Pola arus permukaan di perairan Selatan Jawa dipengaruhi oleh pembentukan Arus khatulistiwa Selatan AKS yang merupakan bagian dari gyre Samudera
Hindia yang terbentuk di daerah antara Pantai Selatan Jawa dengan Pantai Barat Laut Australia. Arus ini menyebar dari barat laut Australia ke arah barat
Samudera Hindia. Angin yang bergerak dari timur ke barat dalam waktu yang lama menyebabkan terjadinya transpor Ekman yang mengarah menjauhi Pantai
Selatan Jawa yang menyebabkan upwelling Purba et al., 1992 in Fatma, 2006. Letak wilayah Perairan Indonesia yang unik juga menyebabkan perairan
Indonesia memiliki respon yang kuat pada fenomena klimatologi yang terjadi seperti El Niño Southern Oscillation ENSOSusanto et al., 2001. El Niño
Southern Oscillation atau ENSO adalah perbedaan fase tekanan udara
permukaan laut yang berskala global antara Indonesia dengan Samudera Pasifik Tenggara Quinn et al., 1978 in Farita, 2006.
Philander 1990 in Farita 2006 menyatakan bahwa El Niño merupakan suatu fase dari ENSO dimana Angin Pasat Tenggara dan Angin Pasat Timur Laut
melemah dan seringkali berbalik arah.

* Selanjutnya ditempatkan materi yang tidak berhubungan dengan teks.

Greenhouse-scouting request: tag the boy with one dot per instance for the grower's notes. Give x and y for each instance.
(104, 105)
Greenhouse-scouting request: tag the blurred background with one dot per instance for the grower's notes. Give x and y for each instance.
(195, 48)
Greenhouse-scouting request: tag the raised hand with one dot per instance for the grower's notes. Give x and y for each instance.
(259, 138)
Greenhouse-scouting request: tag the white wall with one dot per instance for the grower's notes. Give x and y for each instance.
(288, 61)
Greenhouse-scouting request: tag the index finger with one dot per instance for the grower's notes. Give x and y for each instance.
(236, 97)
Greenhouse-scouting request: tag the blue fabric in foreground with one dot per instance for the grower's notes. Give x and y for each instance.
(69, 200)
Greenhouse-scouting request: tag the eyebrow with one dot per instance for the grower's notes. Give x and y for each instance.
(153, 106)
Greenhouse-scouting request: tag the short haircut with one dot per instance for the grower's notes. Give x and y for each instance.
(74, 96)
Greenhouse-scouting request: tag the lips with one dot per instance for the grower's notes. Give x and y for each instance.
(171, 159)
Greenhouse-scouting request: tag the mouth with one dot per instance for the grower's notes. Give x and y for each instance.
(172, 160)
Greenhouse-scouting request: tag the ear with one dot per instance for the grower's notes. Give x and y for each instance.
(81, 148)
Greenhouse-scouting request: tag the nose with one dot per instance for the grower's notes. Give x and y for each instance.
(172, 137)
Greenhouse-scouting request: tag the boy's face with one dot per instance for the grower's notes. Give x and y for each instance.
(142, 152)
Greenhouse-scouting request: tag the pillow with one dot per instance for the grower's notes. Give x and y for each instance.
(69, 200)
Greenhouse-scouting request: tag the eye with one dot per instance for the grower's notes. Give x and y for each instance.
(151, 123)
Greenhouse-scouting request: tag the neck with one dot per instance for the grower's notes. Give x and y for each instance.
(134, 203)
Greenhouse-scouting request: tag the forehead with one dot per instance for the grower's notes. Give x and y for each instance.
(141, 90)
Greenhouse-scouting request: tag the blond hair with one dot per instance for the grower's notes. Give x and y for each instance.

Peristiwa El Niño diawali dengan turunnya udara di Pasifik Selatan Bagian Timur dan bergesernya sirkulasi Walker ke arah
timur. Fenomena El Niño memiliki siklus yang tidak teratur dengan periode antara 2 sampai 7 tahun. Pada perkembangannya juga terdapat pula fase yang
berlawanan dari El Niño, yaitu La Niña. Pada saat berlangsungnya La Niña, Angin Pasat di Samudera Pasifik bertiup dengan kuat Quinn et al., 1978, in Farita
2006. Pada saat La Niña curah hujan disebagian besar wilayah Indonesia bertambah. Peningkatan curah hujan ini sangat bergantung dari intensitas La Niña
tersebut. Terjadinya ENSO seperti pada tahun 19971998, mempengaruhi konsentrasi
klorofil-a diperairan Indonesia melalui pengaruh dari pasang surut Ffield dan
Gordon, 1996; Susanto et al., 2000 in Susanto dan Marra, 2005, Gelombang Kelvin dan Rossby Arif dan Murray, 1996; Sprintall et al., 2000 in Susanto dan
Marra, 2005, Angin Muson Asanuma et al., 2003; Moore et al., 2003 in Susanto dan Marra, 2005, dan Indian Ocean Dipole IOD Saji et al., 1999; Webster et
al., 1999 in Susanto dan Marra, 2005. Indian Ocean Dipole Mode atau IODM
juga merupakan fenomena dimana pola variabilitas suhu permukaan laut SPL di Samudera Hindia yang lebih rendah dari pada biasanya terjadi di lepas Pantai
Barat Sumatera dan SPL yang lebih hangat terdapat disebagian barat Samudera Hindia, yang diikuti oleh anomali angin dan presipitasi Saji et al., 1999 in Farita,
2006. Terjadinya El Niño dan La Niña kuat pada 19971998 yang juga bertepatan
dengan terjadinya Indian Ocean Dipole berasosiasi dengan nilai konsentrasi klorofil-a yang lebih tinggi pada wilayah upwelling disepanjang pesisir Selatan
Jawa dan Sumatera Susanto dan Marra, 2005.